Let's see what Paul has to say next:

"And so here I am, preaching and writing about things that are way over my head, the inexhaustible riches and generosity of Christ. My task is to bring out in the open and make plain what God, who created all this in the first place, has been doing in secret and behind the scenes all along. Through followers of Jesus like yourselves gathered in churches, this extraordinary plan of God is becoming known and talked about even among the angels!" (3:8-10)

Paul says here that his job while he is on earth, his God given mission, is to teach others about Jesus and to reach as many people as he possibly can. He is called to show the world what God has planned for them now that Jesus has come and gone on Earth. Isn't that an amazing calling?

But it's not only Paul's calling. He calls all of us to do the same thing, to share the amazing news that we all have hope and free grace available to us if only we believe in Him. The difference is in how we are called. Paul was called to speak, to travel, and to write these amazing letters that have been saved within the pages of the Bible.

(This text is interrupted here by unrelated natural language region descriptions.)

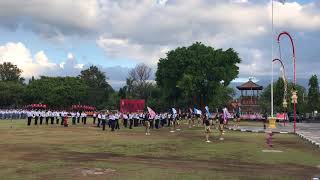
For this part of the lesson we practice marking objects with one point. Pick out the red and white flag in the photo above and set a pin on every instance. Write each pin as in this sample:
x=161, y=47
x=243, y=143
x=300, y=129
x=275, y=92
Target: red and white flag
x=151, y=112
x=282, y=1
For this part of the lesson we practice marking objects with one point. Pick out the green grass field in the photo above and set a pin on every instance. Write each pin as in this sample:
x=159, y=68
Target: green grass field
x=77, y=152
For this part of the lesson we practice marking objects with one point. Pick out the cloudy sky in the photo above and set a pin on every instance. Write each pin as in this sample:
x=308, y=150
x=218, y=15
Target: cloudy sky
x=62, y=37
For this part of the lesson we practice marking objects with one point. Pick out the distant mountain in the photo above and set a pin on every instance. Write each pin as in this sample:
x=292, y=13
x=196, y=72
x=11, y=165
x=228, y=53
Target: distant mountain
x=265, y=82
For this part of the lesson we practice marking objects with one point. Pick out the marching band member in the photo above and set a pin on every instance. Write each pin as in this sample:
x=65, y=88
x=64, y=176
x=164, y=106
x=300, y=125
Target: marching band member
x=131, y=116
x=36, y=117
x=30, y=115
x=99, y=119
x=94, y=116
x=103, y=121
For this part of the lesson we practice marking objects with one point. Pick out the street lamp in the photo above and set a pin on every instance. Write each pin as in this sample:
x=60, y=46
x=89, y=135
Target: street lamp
x=294, y=92
x=284, y=103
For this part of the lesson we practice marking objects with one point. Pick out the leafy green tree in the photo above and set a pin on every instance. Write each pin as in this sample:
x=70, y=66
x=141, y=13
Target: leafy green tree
x=194, y=74
x=278, y=86
x=10, y=72
x=313, y=94
x=138, y=79
x=57, y=92
x=11, y=94
x=98, y=87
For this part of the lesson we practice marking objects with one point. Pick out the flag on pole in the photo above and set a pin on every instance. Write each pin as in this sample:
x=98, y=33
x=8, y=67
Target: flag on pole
x=197, y=111
x=174, y=111
x=208, y=112
x=151, y=112
x=282, y=1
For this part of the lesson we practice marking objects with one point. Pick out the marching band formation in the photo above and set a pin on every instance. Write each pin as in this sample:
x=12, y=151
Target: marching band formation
x=113, y=120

I believe mine is to write. How that will play out is yet to be determined. But it's also to be a mom to my kids and a wife to my husband. Demonstrating Christ to them, urging us all along in learning about Him is an awe-inspiring calling on my life. I am so privileged to get to live the life I live. Sometimes I can't even believe that with all I have in my past- and you can read about a bunch of it in some of my very transparent posts from several weeks ago- God still chooses me. He chooses me.

And he chooses you too. What is he calling you to do? When you close your eyes and it's just you with God, what do you hear your heart whispering to you? Where are the places you feel the most at home? What are your gifts and how can you use them to further God's Kingdom?

I encourage you to pray about those questions today. Find some time alone and in a quiet space and just listen to God. Read his word. Let him guide you to His true purpose for your life. I'm praying for you now as I type these words out.

Be blessed today and don't forget to be a blessing to others too! Amen.